Golden Millet Porridge with Fruits and Nuts

For many centuries, millet porridge has been a traditional favorite morning dish of Russians. It’s a gluten-free grain that’s high in antioxidant activity and is especially high in magnesium. Millet is incredibly versatile, as it’s great in breakfast bars, salads, sides and many other recipes.

The peculiarity of this grain is that it isn’t stored for as long as other, more common grains. Over time, the grain develops a bitter taste which does not allow for making tasty dishes from it.

Before you buy, make sure to check the expiration date! Purchase it in small quantities and preferably from a natural food store. Check its scent before you use it, as it shouldn’t smell rancid. Millet with an acrid and/or harsh aftertaste shouldn’t be used. Store millet in a cool pantry or refrigerate it.

Millet should always be washed before cooking. It usually requires rinsing up to six times or until the water runs transparent after washing. The water used for cleaning millet should be warm.

To cook 1 cup of millet, you’ll need 2-2½ cups of water. If you want to make creamier porridge, increase the amount of water (or vegan milk) to 3 cups.


1½ cups millet; rinse well in warm water
3½ cups of almond milk or water
1 large pear cut into cubes
½ small honey melon with its seeds removed and cut into cubes
½ cup of fresh (or dried) cranberries
¼ cup of pistachios
¼ tsp. of salt
2 tbsp. of maple syrup
1 tbsp. of vegan butter


Wash millet, add hot water and cook over a high heat. Remove the foam when it rises and add salt. Bring it to a boil.

After the water has evaporated from the porridge, add vegan milk. Reduce the heat, simmer over medium-low heat while stirring frequently for about 15-20 minutes, until it thickens.

Millet grains should be soft. Add more almond milk if the grains aren’t soft and continue to cook.

Add vegan butter, maple syrup, pear, honey melon, cranberries and pistachios. Serve hot or cold.

Vegan Vanilla Chia Pudding Topped with Fruits and Berries

It’s been so hot this summer in NYC, and my appetite decreased. I've been craving fresh cooling foods. 

Almond chia pudding is one of my favorite foods in summer. I can have it for breakfast, lunch or even for dinner. It's very nutritious and easy to make. 

I used to top it with all kinds of fruits and didn't seem to have any digestive problems. However after reading about Ayurvedic cooking I started reducing it just to berries. Also I stopped eating food directly from the fridge and started eating it just slightly chilled and it was refreshing enough.


1 cup vanilla-flavored unsweetened coconut milk
1 cup vanilla-flavored (or plain) vegan yogurt
2 tablespoons pure maple syrup
1 teaspoon pure vanilla extract
¼ cup chia seeds
a handful various berries
½ peach or any other fruit (thin sliced)
¼ cup crushed roasted pistachios 


  1. In a medium bowl, gently whisk the coconut milk, vegan yogurt, 2 tablespoons maple syrup, vanilla extract until just blended.
  2. Whisk in the chia seeds; let stand 30 minutes. Stir to distribute the seeds if they have settled. 
  3. Let rest covered in the fridge overnight or at least 3-5 hours until it's achieved a pudding-like consistency.
  4. Serve with berries, fruits and pistachios.

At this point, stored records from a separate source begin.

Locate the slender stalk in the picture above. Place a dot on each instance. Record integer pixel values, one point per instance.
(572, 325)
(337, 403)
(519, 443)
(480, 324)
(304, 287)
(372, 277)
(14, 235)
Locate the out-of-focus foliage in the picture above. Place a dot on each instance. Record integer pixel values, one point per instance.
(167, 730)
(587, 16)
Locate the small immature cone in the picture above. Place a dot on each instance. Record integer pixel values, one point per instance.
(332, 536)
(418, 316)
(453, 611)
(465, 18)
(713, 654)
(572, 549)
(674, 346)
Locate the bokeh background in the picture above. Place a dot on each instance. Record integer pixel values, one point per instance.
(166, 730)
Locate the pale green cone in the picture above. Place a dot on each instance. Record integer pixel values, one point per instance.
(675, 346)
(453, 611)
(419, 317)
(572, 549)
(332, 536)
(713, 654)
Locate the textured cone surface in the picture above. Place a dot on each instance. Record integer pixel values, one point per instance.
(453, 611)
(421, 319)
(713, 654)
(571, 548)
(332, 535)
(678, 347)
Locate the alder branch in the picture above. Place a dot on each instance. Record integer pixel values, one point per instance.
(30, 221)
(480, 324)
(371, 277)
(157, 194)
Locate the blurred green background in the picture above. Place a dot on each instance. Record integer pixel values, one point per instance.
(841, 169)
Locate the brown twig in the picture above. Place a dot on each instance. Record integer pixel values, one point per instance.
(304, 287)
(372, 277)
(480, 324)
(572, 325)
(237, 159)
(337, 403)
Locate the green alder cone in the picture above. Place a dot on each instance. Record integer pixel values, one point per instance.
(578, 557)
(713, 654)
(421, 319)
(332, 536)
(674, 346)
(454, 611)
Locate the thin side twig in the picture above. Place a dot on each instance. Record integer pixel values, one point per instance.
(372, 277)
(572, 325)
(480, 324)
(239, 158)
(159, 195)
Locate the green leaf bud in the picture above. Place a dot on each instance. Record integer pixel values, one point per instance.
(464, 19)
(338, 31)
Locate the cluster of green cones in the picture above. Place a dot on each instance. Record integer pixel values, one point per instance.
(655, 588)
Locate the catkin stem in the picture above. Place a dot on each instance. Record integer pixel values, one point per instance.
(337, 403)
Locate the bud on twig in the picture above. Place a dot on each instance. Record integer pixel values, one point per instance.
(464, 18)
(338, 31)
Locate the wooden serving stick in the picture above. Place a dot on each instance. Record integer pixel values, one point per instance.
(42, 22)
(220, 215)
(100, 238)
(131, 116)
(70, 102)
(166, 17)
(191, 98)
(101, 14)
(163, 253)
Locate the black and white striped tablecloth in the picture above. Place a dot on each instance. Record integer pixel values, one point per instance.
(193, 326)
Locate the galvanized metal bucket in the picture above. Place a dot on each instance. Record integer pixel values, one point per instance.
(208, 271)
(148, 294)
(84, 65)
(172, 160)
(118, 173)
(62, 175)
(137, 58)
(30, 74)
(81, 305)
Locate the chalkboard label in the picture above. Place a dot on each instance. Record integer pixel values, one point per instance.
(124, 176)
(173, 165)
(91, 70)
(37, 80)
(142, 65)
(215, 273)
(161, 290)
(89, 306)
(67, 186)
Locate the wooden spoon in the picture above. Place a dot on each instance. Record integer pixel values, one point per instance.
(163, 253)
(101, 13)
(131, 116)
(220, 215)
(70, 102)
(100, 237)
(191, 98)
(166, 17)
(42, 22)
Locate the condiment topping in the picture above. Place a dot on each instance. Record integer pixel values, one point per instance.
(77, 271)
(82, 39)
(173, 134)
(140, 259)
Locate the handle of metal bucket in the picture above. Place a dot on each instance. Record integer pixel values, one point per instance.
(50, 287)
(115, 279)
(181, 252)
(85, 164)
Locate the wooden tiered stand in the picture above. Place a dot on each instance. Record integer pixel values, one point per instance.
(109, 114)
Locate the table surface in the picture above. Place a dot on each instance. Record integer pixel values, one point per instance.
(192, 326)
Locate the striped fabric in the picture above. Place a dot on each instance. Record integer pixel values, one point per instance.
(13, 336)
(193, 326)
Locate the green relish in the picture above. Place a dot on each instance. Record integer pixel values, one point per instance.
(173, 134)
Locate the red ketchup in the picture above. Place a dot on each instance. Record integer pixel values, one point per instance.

Vegan Layered Pink Millet Salad in the Jar

There are so many ways to use canning jars, one of my favorite ways is to pack them with pretty salads. This time I wanted to prepare something bright and girly ;)  


1 cup dry millet

2 cups water

¼ teaspoon salt

1 tablespoon vegan butter

2 small beets

1 teaspoon vinegar

4 cups water

1 small carrot

1 cup leafy greens

1 small avocado

2 small radishes, thingy sliced


1. Fill a large saucepan with water, add vinegar and set over high heat. Bring water to a boil. Stir in salt, and add the peeled beets. Boil until the beets are fork-tender, for about 45 minutes. 

2. Toast millet:

In a large, dry saucepan, toast the raw millet over medium heat for 4-5 minutes or until it turns a rich golden brown and the grains become fragrant. 

3. Carefully add the water and salt to the pan and stir. Bring the liquid to a boil. Lower the heat and simmer: Decrease the heat to low, drop in the vegan butter and cover the pot. Simmer until the grains absorb most of the water (they'll continue soaking it up as they sit) for about 15 minutes. 

4. Remove from heat and allow it to sit, covered and removed from heat for 10 minutes. After the millet sits, fluff it with a fork and add a few tablespoons of water left over from the boiling beets. Stir and fluff.

5. Assembling the salad:

If you are planning to eat the salad right away, you can layer it in any order and top it with thinly sliced radishes. If you are going to eat it later, start with with harder vegetables (carrots and beets), then add millet, avocado, leafy greens and radishes.

You can use any glass or transparent container to assemble this salad.